На долю секунды она почувствовала не холод, а жгучую, солёную волну — память о тех самых, первых, неконтролируемых слезах, о панике, о чувстве, что мир рушится.

Этот отзвук — чистый, незащищённый звук её собственной, наконец признанной тоски — эхом долетел до Оли.



На несколько ударов сердца воцарилась странная, зыбкая, вибрирующая тишина, где две чужие песни — сурового льда и печальной воды — не боролись, не подавляли друг друга, а осторожно, с опаской соприкасались.

Лёд, встречая воду, отдавал ей свою кристальную ясность, свою негнущуюся структуру. Вода, омывая лёд, отдавала ему своё вечное движение, свою способность к перемене.

На миг, на одно короткое дыхание, возникло что-то третье… Это был звук талой воды, бегущей по весеннему льду — ещё обжигающе ледяной, но уже свободной. Или образ инея, на мгновение расцветшего на поверхности тёмной, живой воды.

Хрупкий, временный мост между двумя одиночествами. Понимание без слов…



Потом Макси, с силой выдохнув сжатый в груди холодный воздух, захлопнула внутренний шлюз.

Это было не захлопывание. Это была ампутация.

Она ощутила глухой, немой удар где-то в центре грудины, будто отрезала от себя кусок живого, только что узнавшего о существовании другого, пространства. ЗАПРЕТ ДОСТУПА. АВАРИЙНОЕ ОТСЕЧЕНИЕ.

Ледяная стена взметнулась с новой, яростной силой, став глухой, непроницаемой, слепой. Её ритм вернулся — ровный, неумолимый, бездушный. Но новый лёд, которым она спешно латала брешь, был колючим и хрупким, он царапал изнутри, напоминая, что целостность утрачена. Дыхание стало поверхностным, экономичным.

Оля почувствовала, как тонкая, невидимая нить соприкосновения болезненно оборвалась. Её внутренний ручей, внезапно лишённый сопротивления, к которому уже успел привыкнуть, снова зажурчал тихо и беспомощно, но уже не совсем по-прежнему. В его течении теперь, как вкрапления кварца, отзывалось холодное эхо ледяного колокольчика.

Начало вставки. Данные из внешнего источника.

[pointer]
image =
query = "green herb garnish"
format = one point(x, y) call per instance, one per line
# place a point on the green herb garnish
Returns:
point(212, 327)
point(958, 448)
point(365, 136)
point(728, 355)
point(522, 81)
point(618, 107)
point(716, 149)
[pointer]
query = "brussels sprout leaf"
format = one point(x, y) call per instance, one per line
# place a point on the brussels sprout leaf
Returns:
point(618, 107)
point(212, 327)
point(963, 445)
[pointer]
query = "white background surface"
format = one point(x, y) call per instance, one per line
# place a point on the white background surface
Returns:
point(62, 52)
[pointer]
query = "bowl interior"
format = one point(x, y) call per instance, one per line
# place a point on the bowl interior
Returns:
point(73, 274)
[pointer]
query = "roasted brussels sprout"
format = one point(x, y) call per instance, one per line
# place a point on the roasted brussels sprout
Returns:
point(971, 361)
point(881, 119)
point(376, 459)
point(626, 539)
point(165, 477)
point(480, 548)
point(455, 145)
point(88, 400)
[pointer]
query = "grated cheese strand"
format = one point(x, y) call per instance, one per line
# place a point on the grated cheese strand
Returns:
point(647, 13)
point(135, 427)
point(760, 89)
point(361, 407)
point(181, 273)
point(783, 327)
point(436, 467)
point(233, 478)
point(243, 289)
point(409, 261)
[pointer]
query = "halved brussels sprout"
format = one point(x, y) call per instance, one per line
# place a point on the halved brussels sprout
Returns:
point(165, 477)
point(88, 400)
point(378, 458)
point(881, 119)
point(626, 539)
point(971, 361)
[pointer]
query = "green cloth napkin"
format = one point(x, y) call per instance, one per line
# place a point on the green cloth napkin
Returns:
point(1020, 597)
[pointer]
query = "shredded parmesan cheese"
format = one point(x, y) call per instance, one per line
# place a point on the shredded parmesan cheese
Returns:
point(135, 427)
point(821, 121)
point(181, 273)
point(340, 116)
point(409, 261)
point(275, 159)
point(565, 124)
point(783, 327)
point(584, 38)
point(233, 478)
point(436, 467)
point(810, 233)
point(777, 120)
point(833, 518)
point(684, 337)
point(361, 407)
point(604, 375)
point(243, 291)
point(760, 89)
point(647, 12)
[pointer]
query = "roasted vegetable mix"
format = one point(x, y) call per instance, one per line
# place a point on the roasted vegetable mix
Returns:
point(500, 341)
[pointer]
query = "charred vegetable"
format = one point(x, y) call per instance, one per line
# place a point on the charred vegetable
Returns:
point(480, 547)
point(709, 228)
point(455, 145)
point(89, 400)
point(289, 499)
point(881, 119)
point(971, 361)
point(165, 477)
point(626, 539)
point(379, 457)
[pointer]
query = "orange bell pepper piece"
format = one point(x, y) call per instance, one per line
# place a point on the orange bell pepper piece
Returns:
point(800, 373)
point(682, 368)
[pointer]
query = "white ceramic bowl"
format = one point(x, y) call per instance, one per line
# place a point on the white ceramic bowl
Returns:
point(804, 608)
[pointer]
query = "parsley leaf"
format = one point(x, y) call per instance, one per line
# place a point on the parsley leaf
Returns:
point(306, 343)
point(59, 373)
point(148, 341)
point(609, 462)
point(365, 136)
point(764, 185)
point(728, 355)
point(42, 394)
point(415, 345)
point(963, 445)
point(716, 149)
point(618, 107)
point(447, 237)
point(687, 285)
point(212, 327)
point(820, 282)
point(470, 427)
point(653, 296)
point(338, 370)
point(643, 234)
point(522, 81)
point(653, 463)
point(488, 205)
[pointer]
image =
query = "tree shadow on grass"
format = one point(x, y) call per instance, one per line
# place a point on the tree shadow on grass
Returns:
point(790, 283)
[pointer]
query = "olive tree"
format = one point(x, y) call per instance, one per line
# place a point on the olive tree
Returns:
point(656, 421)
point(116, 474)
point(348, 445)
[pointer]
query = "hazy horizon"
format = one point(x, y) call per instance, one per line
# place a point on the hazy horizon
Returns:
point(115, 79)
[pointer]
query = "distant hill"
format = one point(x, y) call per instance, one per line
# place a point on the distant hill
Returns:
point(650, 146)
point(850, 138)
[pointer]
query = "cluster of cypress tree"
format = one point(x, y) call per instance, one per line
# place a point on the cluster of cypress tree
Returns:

В соседней комнате послышались твёрдые, отмеренные шаги. Дверь на кухню открылась с небрежным, громким щелчком и тут же захлопнулась. Потом — яростное, рвущееся шипение закипающего электрического чайника. Звон ложки о керамическую кружку был не назойливым, а методичным, дробящим, выбивающим новый, примитивный, но надёжный ритм: звяк-пауза-звяк.

Она не заваривала чай. Она возводила баррикаду из бытовых шумов. Каждое движение было чётким, преувеличенным — будто от точности этих манипуляций зависела целостность мира, её хрупкого, ледяного мира, который был не крепостью, а тонкой коркой над бездной.



Оля перевернулась на бок, прижав ладонь к груди, под которой всё ещё неровно и часто стучало сердце. Она не понимала, что только что произошло. Не было слов, чтобы это описать.

Но в ней, глубоко внутри, осталось двойственное, противоречивое чувство: щемящее, почти физическое одиночество от разрыва едва нащупанной нити и… странное, тихое облегчение.

Потому что в том ледяном, одиноком эхе, в той трещине, она услышала не отторжение, не злобу. Она услышала такую же, вывернутую наизнанку боль. Зеркальную своей.